Neuron-Silizium-Kopplung oder Hirn-Computer-Kopplung?
'Peter Fromherz
Peter Fromherz
Im Jahr 1984 sah ich in meinem Labor an der Universität Ulm im Rahmen von zwei unterschiedlichen Diplomarbeiten zum ersten Mal Nervenzellen und Siliziumwafer. Wir studierten damals, wie die elektrische Aktivität von Nervenzellen fluoreszierende Farbstoffe beeinflußt und wie künstliche Membranschichten auf mikroskopische Siliziumelektroden wirken. Dadurch angeregt, skizzierte ich im Januar 1985 – anläßlich des zwanzigsten Winterseminars "Molecules, Information and Memory" von Manfred Eigen – in einem Aufsatz Brain on Line? The Feasibility of a Neuron-Silicon Junction, wie man einen direkten elektrischen Kontakt von einer Nervenzelle mit Silizium und umgekehrt aufbauen könnte. Es hieß dort: "The information processing of the networks of neurons in a brain and of the networks of silicon chips in a computer is coupled at the present moment macroscopically through the opto-mechanical pathway eye-screen and finger-keyboard [Fig.1a]. Is a direct microscopical coupling feasible [Fig.1b] ? The utopian question may be shaped into a proper scientific problem: How to design a neuron-silicon junction?"
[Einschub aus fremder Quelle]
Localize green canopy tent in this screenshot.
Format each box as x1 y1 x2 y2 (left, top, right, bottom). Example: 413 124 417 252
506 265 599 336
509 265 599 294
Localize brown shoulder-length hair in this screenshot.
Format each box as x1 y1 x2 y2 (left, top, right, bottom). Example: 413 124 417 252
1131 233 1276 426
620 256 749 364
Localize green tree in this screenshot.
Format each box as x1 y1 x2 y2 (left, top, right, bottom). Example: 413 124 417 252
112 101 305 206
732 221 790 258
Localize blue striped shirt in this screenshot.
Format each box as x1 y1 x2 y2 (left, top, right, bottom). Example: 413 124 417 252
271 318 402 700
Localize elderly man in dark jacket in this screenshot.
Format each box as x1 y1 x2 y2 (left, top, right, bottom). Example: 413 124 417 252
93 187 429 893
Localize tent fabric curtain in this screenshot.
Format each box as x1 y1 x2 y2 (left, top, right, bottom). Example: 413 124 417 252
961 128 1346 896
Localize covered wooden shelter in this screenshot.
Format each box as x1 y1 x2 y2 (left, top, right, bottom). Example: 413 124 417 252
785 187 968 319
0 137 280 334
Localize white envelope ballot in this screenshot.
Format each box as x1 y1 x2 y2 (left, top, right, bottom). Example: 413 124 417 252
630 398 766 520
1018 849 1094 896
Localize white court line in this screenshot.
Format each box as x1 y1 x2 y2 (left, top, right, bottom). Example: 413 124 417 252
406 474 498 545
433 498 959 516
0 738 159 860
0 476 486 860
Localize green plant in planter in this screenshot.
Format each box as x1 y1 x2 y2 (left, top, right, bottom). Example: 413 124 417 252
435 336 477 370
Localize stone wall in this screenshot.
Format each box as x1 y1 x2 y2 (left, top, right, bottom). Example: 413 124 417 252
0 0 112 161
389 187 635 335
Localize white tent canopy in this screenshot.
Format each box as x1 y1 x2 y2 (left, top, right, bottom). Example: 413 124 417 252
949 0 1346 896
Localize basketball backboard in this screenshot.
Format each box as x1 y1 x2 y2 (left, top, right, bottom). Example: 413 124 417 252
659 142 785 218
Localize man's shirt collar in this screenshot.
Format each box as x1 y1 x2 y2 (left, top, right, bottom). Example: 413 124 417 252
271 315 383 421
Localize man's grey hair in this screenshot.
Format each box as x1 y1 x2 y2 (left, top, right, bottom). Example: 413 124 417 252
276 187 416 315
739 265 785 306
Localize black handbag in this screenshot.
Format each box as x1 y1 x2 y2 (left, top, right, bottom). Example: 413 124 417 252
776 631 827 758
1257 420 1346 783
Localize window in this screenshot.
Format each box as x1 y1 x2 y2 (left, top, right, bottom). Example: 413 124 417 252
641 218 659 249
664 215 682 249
Es blieb nicht beim Design. Voraussetzung für die Realisierung von Neuron-Silizium-Verknüpfungen war es jedoch, die Herstellung von Siliziumchips und die Kultivation von Nervenzellen zu erlernen und zu beherrschen – in ein und demselben Laboratorium durch ein kleines Team. Sechs Jahre später publizierten wir die erste direkte elektrische Kopplung einer Nervenzelle zu einem Silizium-Transistor (1) , zehn Jahre später die erste direkte elektrische Kopplung von einer Silizium-Mikrostruktur zu einer Nervenzelle (2) .
Inzwischen haben wir die Physik der Kopplung von Neuronen und Silizium im Detail studiert (3) – (6) . Wir wissen, wie die Qualität der Signalübertragung von der Geometrie des Kontakts von Zelle und Chip und von den elektrischen Eigenschaften der Zellmembran und des Siliziums bestimmt wird.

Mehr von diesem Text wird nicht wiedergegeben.